Diffusion at Absolute Zero: Langevin Sampling using Successive Moreau Envelopes [journal paper]
Andreas Habring, Alexander Falk, Martin Zach, Thomas Pock
TL;DR
This paper introduces Diffusion at Absolute Zero (DAZ), a sampling framework for Gibbs distributions π(x) ∝ exp(-U(x)) where U may be nonconvex or nondifferentiable. It constructs a family π^t by replacing the difficult part G with its Moreau envelope M_G^t, enabling efficient Langevin updates with large step sizes and guiding samples toward the target as t ↓ 0. The authors establish ergodicity and consistency results for the inner Langevin scheme at fixed t, show that π^t depends Lipschitz-continuously on t, and connect the method to diffusion models via a zero-temperature limit.

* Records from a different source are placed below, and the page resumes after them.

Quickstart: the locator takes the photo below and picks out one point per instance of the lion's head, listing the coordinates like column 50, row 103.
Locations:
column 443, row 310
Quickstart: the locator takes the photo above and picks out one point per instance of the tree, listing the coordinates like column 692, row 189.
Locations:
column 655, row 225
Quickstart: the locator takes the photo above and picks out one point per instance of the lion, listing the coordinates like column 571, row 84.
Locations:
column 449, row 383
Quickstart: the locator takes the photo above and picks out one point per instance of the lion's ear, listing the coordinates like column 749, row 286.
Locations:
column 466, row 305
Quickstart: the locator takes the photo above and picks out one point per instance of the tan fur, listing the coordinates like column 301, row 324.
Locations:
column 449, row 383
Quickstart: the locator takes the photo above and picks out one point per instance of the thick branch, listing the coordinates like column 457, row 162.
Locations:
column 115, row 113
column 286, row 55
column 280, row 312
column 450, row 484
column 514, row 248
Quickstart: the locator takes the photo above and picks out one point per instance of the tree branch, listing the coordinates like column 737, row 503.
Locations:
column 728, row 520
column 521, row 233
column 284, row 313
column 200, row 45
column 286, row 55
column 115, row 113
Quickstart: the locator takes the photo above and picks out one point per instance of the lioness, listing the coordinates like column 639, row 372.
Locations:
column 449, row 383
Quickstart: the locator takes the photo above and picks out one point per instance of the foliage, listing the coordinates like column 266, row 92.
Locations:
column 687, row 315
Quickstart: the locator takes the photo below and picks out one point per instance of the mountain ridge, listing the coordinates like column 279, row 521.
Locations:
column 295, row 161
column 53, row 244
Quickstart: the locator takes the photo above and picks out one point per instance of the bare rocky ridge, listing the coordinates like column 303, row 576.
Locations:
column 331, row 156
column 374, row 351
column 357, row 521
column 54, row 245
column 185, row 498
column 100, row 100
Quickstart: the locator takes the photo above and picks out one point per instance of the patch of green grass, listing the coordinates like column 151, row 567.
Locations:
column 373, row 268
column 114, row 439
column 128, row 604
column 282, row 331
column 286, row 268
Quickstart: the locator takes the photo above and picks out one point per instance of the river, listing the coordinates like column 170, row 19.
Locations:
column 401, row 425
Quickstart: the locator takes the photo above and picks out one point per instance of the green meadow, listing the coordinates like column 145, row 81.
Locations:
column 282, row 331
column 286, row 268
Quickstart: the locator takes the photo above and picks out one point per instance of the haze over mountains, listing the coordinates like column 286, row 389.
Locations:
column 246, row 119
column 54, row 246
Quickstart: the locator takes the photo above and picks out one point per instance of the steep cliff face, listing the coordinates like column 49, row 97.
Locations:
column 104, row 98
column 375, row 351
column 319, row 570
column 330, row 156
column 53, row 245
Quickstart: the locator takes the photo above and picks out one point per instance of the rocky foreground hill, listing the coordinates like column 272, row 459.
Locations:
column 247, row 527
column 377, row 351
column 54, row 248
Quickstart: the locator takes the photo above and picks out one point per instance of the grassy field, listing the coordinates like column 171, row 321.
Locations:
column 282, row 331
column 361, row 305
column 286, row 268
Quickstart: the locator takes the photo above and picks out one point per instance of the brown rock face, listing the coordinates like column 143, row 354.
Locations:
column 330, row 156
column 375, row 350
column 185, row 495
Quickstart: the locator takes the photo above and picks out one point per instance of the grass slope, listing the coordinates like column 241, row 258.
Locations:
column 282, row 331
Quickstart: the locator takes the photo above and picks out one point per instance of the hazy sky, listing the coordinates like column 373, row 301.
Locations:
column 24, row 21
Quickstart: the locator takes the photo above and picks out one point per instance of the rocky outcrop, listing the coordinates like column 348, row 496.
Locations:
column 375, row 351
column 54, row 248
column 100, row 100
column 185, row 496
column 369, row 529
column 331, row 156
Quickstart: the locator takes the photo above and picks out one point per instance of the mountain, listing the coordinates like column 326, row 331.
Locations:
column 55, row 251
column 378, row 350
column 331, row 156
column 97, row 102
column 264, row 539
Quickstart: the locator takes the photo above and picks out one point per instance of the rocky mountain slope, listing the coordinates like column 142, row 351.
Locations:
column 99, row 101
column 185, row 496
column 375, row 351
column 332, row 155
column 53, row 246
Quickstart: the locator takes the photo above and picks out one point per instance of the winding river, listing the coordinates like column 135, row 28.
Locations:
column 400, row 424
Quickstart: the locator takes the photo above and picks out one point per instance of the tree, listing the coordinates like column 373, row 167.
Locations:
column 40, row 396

Extensive numerical experiments across toy problems and high-dimensional imaging tasks demonstrate faster convergence and improved mode-coverage compared with standard Langevin-based methods, with notable gains in nonconvex or non-strongly convex settings. Overall, DAZ offers a principled, training-free approach to aggressive annealing in nondifferentiable/nonconvex contexts and broad applicability to inverse problems and learned priors.
Abstract
We propose a method for sampling from Gibbs distributions of the form $π(x)\propto\exp(-U(x))$ by considering a family $(π^{t})_t$ of approximations of the target density which is such that $π^{t}$ exhibits favorable properties for sampling when $t$ is large, and $π^{t} \to π$ as $t \to 0$. This sequence is obtained by replacing (parts of) the potential $U$ by its Moreau envelope. Through the sequential sampling from $π^{t}$ for decreasing values of $t$ by a Langevin algorithm with appropriate step size, the samples are guided from a simple starting density to the more complex target quickly. We prove the ergodicity of the method as well as its convergence to the target density without assuming convexity or differentiability of the potential $U$. In addition to the theoretical analysis, we show experimental results that support the superiority of the method in terms of convergence speed and mode-coverage of multi-modal densities to current algorithms. The experiments range from one-dimensional toy-problems to high-dimensional inverse imaging problems with learned potentials.